We have had some pretty extreme weather in the area recently. A couple of weeks ago, we had a very strong thunderstorm roll through the Calgary area. We fortunately missed most of it here in Okotoks, only getting some heavy rain and light hail. Northeast Calgary though, which is only about 30 miles north of us, got hammered with heavy hail. Some of the hailstones were baseball sized or larger. Here are a couple of pictures lifted off the web.
Some estimates place the total damage in the area at around a Billion (with a B) dollars!
In fact we have had thunderstorms to some degree about once a week for the last month or so.
Last week several funnel clouds were even spotted south of us during another storm.
June is also the season for Cottonwood seeds. It started about 3 weeks ago with a few little bits of fluff floating around, but within a few days it turned into a full blown fluff storm. If it wasn't for the seasonable weather one might almost think it was a blizzard.
This lasted almost 2 weeks during which time the stuff was everywhere! The campground is surrounded by Cottonwoods and a variety of Poplar that also creates fluff seeds so it didn't matter which way the wind was blowing, we got it! We had to make sure doors were kept closed or it just invaded any open space. Eventually though the seed pods were spent and then they just littered the ground.
It wasn't until we walked around behind it that it decided to be somewhere else and wandered off.
We also saw these two on the tree just outside the office. Looks to be a parent woodpecker teaching its little one how to drill holes and look for bugs.
Last week we took a drive out to the object the town of Okotoks is named for. "Okotok" in the local native tongue means "rock". Just outside of town is a big glacial erratic dropped during the last ice age.
All around the area are families of these little guys. While I don't know for sure, I believe these are a variety of prairie dog, a type of ground squirrel.
Analysis has proven that the rock originated up near Jasper, BC, about 400 kilometers away. There is a trail of erratics stretching between here and the Rockies near Jasper. This is the largest in that trail.
A couple of weeks ago we took the trailer into the local Grand Design dealer (Woody's) to get the last of our warranty items looked at. They needed it for a couple of days but as this is our home we had to have it back at the end of each day. During the first day they had it, we did a bit of running around in Calgary that we wanted to do. IKEA being one stop. While there we found a few items for the trailer. One other stop was the local GMC/Chev dealer just across the street from Woody's. They had several of the new 2020 1 Ton dually's on the lot. One was almost the same colour as ours. Anyway after talking to the sales guy for a bit, we took it for a test drive and after kicking it around for a bit, decided to trade the old one in. This one was one that was special ordered for another customer but apparently at the last minute the financing fell through. His loss, our gain! The old truck needed new tires anyway!

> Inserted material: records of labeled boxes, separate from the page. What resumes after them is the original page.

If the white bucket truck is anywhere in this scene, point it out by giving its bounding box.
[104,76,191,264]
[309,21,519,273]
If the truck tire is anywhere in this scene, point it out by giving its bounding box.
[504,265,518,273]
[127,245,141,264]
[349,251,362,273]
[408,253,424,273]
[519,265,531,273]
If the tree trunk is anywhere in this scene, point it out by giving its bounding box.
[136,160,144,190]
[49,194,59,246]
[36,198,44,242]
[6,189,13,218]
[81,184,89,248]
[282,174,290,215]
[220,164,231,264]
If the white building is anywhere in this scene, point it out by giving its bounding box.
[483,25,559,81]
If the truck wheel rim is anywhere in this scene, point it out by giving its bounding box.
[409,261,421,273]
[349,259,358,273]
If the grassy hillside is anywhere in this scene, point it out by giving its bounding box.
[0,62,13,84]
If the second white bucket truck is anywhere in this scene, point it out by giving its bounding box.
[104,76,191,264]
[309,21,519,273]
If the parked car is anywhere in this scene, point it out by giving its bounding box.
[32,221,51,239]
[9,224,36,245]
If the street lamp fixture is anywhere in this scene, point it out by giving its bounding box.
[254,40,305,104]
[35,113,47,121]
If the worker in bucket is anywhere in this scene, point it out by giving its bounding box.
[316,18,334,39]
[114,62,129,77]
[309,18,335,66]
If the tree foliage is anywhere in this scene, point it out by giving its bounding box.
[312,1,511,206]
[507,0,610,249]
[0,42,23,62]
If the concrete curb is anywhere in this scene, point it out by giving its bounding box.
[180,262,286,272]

We managed to work a deal where all we did was extend our existing payment for an additional 3 years. The same amount of time we'd had the old truck.
The new truck has a bunch of new features that will make towing nicer including more horsepower and torque. Our old truck had a max towing capacity of around 22,600 lbs which was sufficient for our trailer (20,000 lbs) and worked well enough but having a larger safety margin is desirable. The new 2020's have upped the towing capacity to just under 32,000 lbs and also increased the payload. Add in a bunch of new features specifically geared for towing and it should make for a more comfortable experience.

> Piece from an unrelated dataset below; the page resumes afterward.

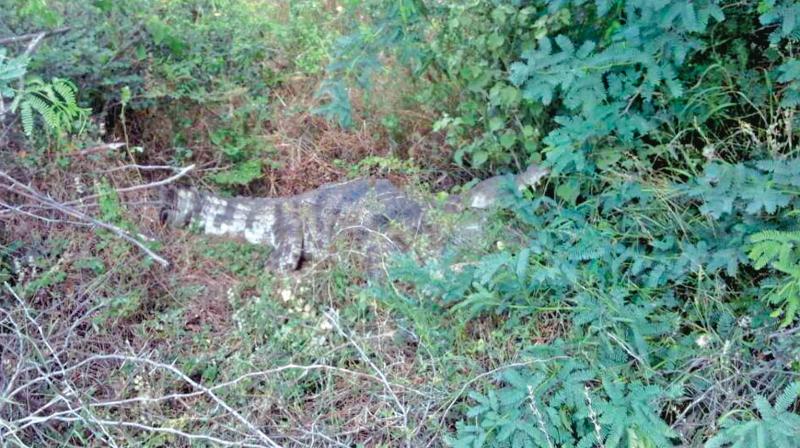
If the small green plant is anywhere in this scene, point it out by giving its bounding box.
[11,78,89,137]
[705,383,800,448]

There was some confusion the next day when we went to close the deal though. Someone had recorded all the important info like stock number and Vehicle ID # incorrectly. It took them a couple of hours to get it all straightened out so it aligned with the truck we had decided on.
The last thing we did was transfer our stuff from the old truck to the new one. The big item being the hitch for the trailer. Both trucks use GM's built in 'puck' mounting system, and neither I nor any of the GM sales staff had known that GM apparently changed the spec for the 2020 model year. The hitch wouldn't fit! Not even close! Now this was a problem; we had a new truck without a functional hitch and a trailer over at Woody's that we needed to get back to Okotoks. Fortunately the dealership was nice enough to loan us a set of dealer plates so we could use the old truck to haul the trailer back to the campground. The next day, Saturday, we drove back to Calgary and picked up the new truck. Luckily I was able to order a new set of legs for our hitch at a reasonable price so we are once again good to go. The rest of the day we spent driving to Sparwood, BC so we could properly register the truck. As we are BC residents we couldn't register the thing in Alberta. We needed a break in run anyway. Sparwood being the closest BC insurance broker open on Saturday.
The last thing for this installment is something I have wanted to do with the trailer for a while and with all the electrical storms we have had recently, convinced me that now was the time.
This is the installation of an Electrical Management System or surge protector. This one has a number of other features as well that should protect us against badly wired campground electrical pedastals. More common that you might think! The photo below shows the new EMS installed beside the existing transfer switch.
I mounted the remote display on the compartment door beside the Electronic Levelling control panel. In this photo it is showing we have a solid 60Hz power feed. Right where it should be.
All in all, the whole install only took about an hour and a half and now we should be safe from almost all shore based electrical problems.